Coup de bol, le coup de cœur sera pour Najet Ounis à qui il propose de signer avec une maison de disque en France. « Il avait déjà envoyé la vidéo du Tedx à plusieurs maisons de disque qui ont presque toutes accepté de signer. Pourtant, il est très rare de signer avec un artiste uniquement pour sa voix. Je n’avais aucune production, pas d’identité artistique affirmée. » confie Najet Ounis en toute simplicité.

Et c’est avec Universal Music France qu’elle finit par signer pour son premier album. Son producteur Kereddine Soltani est également le parolier de ses chansons. Durant une année et demie, un long travail sera effectué pour mettre en place un univers musical traduisant à la fois l’identité de la jeune chanteuse, tout en étant « bankable » pour le label « Capitol Records » de la maison Universal Music. « Il y a beaucoup de Najet Ounis dans cet album. J’ai surtout voulu parler de la femme tunisienne. Celle qui se bat au quotidien, celle qui quitte son pays pour un avenir meilleur, celle qui exprime son amour pour son pays. Le choix musical et la mélodie sont français, mais le contenu et les paroles sont tunisiens. »

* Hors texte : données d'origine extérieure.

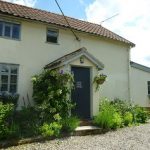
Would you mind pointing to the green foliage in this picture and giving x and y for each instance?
(69, 124)
(51, 91)
(140, 115)
(6, 98)
(51, 129)
(122, 106)
(6, 112)
(117, 121)
(128, 118)
(108, 117)
(117, 113)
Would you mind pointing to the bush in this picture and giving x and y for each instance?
(140, 115)
(117, 121)
(6, 97)
(51, 129)
(69, 124)
(122, 106)
(128, 118)
(50, 92)
(108, 117)
(6, 112)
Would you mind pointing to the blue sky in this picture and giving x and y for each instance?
(133, 21)
(73, 8)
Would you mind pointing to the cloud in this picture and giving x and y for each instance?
(29, 3)
(133, 23)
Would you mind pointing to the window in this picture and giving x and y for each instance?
(52, 36)
(8, 78)
(148, 83)
(9, 30)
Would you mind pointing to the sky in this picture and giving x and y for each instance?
(132, 20)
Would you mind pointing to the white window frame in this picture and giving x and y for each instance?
(54, 30)
(9, 66)
(11, 29)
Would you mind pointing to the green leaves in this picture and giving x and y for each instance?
(51, 91)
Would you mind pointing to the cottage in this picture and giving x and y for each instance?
(32, 39)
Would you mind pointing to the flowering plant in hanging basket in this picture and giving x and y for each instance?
(99, 79)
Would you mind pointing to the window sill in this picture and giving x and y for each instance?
(52, 43)
(4, 37)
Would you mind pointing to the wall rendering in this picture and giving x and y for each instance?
(32, 53)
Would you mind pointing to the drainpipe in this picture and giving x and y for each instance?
(129, 73)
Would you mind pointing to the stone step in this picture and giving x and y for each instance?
(88, 130)
(86, 123)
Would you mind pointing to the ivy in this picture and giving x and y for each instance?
(51, 93)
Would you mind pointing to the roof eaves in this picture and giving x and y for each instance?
(140, 67)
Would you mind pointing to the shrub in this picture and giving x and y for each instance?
(51, 129)
(6, 112)
(122, 106)
(50, 92)
(69, 124)
(140, 115)
(128, 118)
(116, 121)
(108, 117)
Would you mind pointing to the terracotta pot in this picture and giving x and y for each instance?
(100, 81)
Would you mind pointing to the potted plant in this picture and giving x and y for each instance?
(99, 79)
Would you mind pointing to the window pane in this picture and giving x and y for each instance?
(4, 87)
(13, 79)
(14, 70)
(1, 28)
(13, 88)
(4, 69)
(4, 79)
(52, 36)
(7, 30)
(16, 31)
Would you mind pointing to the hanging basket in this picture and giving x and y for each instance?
(100, 81)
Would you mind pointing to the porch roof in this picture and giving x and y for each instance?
(66, 59)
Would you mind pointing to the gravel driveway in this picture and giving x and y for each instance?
(133, 138)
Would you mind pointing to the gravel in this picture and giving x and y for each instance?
(130, 138)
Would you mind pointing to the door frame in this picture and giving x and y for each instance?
(91, 86)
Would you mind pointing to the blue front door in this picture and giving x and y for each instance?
(81, 92)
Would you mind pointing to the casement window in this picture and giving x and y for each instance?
(8, 78)
(148, 84)
(9, 30)
(52, 36)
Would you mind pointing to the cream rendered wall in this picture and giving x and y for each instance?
(32, 53)
(139, 88)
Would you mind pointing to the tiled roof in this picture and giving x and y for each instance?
(75, 54)
(139, 66)
(56, 19)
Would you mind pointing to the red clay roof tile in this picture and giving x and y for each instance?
(52, 18)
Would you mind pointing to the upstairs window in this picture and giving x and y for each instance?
(52, 36)
(148, 83)
(8, 78)
(9, 30)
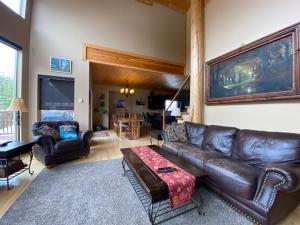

Aujourd’hui, l’album de Najet Ounis est enregistré et fin prêt à sortir dans les bacs très prochainement. En attendant, Universal Music a prévu de sortir en amont un EP de six reprises pour la faire connaître du public français. Love On The Brain de Rihanna, How Deep is your love des Bee Gees, Listen de Beyonce, etc. font partie de cet EP en vente pour la rentrée de septembre. « Pour le coup, l’ONTT a fait un très beau cadeau en prenant en charge l’équipe de tournage française pour préparer des clips à ces reprises uniquement tournés en Tunisie. C’est un peu notre manière de promouvoir notre pays. » dit Najet Ounis.

En attendant la sortie officielle de l’album de Najet Ounis, les reprises sont visibles sur Youtube. Quant à l’artiste, elle ne compte pas s’arrêter en si bon chemin, puisque l’année 2019 sera probablement celle où elle pourra enfin monter sur les scènes des plus grands festivals tunisiens. « Jusque là, je n’avais pas de production. Aujourd’hui, je peux déposer mon dossier pour Jazz à Carthage, les JMC, etc. J’espère être présente sur scène avec mon propre spectacle en 2019. » conclut l’artiste.